|
Bugzilla – Full Text Bug Listing |
| Summary: | Kernel panic with 2.6.18.8-0.1-xen | ||
|---|---|---|---|
| Product: | [openSUSE] openSUSE 10.2 | Reporter: | Greg Riedesel <greg> |
| Component: | Xen | Assignee: | Jan Beulich <jbeulich> |
| Status: | RESOLVED FIXED | QA Contact: | Jason Douglas <jdouglas> |
| Severity: | Normal | ||
| Priority: | P5 - None | ||
| Version: | Final | ||
| Target Milestone: | --- | ||
| Hardware: | x86-64 | ||
| OS: | Other | ||
| Whiteboard: | |||
| Found By: | Other | Services Priority: | |
| Business Priority: | Blocker: | --- | |
| Marketing QA Status: | --- | IT Deployment: | --- |
| Attachments: |
serial console capture of the panic
Another serial-console capture of the panic Output of 'lspci' under the non-Xen kernel (2.6.18.8-0.1-default) Output of "lscpi -n" in the non-Xen kernel (2.6.18.8-0.1-default) boot.msg file for the standard kernel boot. The "lsmod" output from the default/standard kernel |
||
|
Description
Greg Riedesel
2007-03-13 21:20:45 UTC
Created attachment 124157 [details]
serial console capture of the panic
Created attachment 124159 [details]
Another serial-console capture of the panic
This bug does not affect the 'default' kernel.

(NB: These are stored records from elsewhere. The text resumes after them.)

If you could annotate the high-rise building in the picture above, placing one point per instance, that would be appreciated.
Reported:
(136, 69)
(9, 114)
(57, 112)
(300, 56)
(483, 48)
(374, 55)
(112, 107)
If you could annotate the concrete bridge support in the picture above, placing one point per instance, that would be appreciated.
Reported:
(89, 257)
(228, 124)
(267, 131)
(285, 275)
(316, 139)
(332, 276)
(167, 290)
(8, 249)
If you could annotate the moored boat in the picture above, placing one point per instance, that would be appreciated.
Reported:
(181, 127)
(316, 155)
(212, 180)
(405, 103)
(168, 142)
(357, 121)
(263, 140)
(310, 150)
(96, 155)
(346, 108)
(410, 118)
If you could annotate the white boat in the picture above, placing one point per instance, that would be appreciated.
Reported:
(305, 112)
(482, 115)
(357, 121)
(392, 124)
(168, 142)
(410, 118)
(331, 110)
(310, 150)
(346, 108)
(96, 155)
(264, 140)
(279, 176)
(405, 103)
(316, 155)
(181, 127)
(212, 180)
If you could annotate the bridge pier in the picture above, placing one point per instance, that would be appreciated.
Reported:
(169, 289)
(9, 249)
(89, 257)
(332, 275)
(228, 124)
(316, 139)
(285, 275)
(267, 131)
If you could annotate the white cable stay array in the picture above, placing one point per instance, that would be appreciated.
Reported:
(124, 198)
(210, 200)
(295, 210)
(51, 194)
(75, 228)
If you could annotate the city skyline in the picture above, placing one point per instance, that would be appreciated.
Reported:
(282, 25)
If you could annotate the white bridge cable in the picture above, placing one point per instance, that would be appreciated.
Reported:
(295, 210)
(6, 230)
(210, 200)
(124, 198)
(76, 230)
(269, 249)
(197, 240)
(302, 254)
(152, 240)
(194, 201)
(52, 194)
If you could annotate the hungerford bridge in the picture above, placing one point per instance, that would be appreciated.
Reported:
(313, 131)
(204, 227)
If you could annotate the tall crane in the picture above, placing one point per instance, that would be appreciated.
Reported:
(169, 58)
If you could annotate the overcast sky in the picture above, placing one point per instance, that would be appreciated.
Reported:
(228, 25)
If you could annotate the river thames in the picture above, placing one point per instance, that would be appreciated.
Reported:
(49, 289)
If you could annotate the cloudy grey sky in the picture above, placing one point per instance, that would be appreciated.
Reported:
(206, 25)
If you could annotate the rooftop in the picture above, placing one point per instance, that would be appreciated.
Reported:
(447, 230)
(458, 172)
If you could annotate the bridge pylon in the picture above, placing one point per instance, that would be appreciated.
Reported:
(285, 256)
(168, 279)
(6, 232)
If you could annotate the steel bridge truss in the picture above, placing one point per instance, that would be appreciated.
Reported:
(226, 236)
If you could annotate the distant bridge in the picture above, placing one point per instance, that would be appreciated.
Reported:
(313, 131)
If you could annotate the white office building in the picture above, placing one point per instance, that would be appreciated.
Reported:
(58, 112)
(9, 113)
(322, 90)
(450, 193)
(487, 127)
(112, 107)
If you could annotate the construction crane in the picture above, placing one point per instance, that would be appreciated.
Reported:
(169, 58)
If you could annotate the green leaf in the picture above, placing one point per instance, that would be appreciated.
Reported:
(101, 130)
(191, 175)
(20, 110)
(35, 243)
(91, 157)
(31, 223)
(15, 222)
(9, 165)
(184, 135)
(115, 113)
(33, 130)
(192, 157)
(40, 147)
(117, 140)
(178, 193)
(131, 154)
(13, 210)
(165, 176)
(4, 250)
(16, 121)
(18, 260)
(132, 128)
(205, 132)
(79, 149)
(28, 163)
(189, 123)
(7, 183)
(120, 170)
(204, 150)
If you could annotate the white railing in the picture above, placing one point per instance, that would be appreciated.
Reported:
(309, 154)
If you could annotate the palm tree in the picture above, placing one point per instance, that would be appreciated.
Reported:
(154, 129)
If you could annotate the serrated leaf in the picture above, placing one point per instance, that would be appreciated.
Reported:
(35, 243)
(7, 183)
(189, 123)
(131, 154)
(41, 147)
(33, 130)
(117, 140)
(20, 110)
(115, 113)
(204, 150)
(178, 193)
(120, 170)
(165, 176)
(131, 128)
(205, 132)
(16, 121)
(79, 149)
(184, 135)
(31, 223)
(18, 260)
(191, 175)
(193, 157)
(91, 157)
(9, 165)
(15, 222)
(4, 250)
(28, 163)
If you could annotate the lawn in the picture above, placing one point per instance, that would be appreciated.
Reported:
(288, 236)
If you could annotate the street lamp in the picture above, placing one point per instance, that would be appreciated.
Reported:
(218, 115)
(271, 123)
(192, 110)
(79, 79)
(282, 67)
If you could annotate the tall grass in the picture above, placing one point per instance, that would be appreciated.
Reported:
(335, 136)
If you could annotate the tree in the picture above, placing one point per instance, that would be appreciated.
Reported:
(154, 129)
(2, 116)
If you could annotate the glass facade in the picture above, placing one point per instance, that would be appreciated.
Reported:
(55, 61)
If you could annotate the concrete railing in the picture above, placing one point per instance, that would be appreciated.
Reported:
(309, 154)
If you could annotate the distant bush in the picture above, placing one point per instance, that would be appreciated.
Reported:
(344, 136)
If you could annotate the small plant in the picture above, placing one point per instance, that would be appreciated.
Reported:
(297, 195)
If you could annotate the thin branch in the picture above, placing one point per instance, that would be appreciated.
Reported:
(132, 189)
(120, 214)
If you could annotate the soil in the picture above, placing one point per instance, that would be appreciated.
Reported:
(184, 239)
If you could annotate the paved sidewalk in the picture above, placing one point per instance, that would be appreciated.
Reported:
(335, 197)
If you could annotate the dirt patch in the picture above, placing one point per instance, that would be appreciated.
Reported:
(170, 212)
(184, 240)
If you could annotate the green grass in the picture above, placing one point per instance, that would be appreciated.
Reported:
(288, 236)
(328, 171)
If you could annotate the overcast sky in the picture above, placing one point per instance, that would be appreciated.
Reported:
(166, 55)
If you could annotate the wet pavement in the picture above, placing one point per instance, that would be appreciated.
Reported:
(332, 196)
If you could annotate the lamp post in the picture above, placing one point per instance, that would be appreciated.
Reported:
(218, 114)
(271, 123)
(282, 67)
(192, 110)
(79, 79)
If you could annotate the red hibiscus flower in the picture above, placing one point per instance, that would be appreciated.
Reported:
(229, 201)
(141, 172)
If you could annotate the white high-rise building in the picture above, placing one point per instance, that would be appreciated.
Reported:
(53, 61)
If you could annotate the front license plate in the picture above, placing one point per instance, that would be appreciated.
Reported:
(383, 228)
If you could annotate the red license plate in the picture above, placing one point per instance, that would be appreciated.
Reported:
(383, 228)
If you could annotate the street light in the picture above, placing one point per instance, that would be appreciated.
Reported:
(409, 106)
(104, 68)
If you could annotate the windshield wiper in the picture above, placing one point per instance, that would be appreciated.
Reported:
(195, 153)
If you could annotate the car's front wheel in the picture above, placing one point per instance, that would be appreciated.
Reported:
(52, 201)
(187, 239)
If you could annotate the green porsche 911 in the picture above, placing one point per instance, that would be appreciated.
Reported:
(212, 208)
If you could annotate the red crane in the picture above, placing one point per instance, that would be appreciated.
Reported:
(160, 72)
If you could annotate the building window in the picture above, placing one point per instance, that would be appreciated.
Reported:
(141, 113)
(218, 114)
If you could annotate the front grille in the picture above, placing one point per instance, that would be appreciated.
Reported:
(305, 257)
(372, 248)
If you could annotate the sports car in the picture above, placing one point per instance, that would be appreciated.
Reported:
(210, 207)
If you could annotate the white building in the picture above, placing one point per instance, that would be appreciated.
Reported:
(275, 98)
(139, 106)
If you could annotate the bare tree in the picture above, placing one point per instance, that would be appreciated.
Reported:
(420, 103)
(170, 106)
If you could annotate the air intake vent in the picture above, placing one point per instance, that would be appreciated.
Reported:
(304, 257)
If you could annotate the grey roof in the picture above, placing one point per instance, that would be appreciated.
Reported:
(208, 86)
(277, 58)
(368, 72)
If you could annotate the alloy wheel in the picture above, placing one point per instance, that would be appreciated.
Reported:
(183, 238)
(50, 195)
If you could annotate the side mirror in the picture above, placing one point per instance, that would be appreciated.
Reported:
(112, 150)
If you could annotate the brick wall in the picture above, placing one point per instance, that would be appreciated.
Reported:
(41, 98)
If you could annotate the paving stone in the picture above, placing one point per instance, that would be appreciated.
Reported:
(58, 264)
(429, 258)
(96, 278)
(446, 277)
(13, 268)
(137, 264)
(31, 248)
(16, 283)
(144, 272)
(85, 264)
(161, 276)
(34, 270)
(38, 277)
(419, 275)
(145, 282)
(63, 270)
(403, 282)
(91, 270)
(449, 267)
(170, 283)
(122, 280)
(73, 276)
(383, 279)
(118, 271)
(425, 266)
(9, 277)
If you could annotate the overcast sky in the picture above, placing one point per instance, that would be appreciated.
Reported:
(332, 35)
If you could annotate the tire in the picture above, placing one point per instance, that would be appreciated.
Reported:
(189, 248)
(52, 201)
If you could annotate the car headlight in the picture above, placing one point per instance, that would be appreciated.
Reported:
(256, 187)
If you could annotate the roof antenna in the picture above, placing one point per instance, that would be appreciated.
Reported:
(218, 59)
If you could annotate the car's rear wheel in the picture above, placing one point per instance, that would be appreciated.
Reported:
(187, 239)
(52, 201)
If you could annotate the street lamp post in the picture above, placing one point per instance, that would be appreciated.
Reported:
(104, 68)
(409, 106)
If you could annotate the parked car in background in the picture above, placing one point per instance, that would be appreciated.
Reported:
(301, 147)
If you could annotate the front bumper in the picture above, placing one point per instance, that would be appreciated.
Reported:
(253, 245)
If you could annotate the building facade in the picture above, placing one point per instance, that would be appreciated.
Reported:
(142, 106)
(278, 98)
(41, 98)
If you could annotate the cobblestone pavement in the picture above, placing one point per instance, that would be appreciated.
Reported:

Only the 'xen' kernel. Doing a diff of defconfig.default and defconfig.xen gives this tidbit:
1914c1845
< CONFIG_AGP_INTEL=m
---
> CONFIG_AGP_INTEL=y
I don't know enough about Xen kernel configuration to know why Intel AGP is being hard-loaded into the kernel, but this would explain why the default kernel doesn't show the problem.
Jan, this is an openSuse 10.2 bug entry. While this config selection wasn't intended to be that way, it also wasn't changed after the original release, so you had the driver built in there, too. I'm surprised this worked for you. (Any chance you have a boot.msg obtained with the old kernel?) Jason/Lynn, any chance we have a machine (Intel chipset driven by intel-agp and 4Gb+ of memory) in the lab this can be reproduced on? Regardless of that I think I found two issues with the code: - the use of GFP_DMA32, assuming the machine address will result in memory below 4G (which isn't true under Xen) - arithmetic extending across page boundaries on values returned from virt_to_gart() (the physical<->machine relationship isn't contiguous under Xen) Please also provide output of lspci and lspci -n (obtained from the native kernel). (In reply to comment #6) > Jason/Lynn, any chance we have a machine (Intel chipset driven by intel-agp and > 4Gb+ of memory) in the lab this can be reproduced on? We probably have one but as this is for opensuse it is a low priority for us right now. We may have a chance to get to it inthe middle of next week. Created attachment 127892 [details]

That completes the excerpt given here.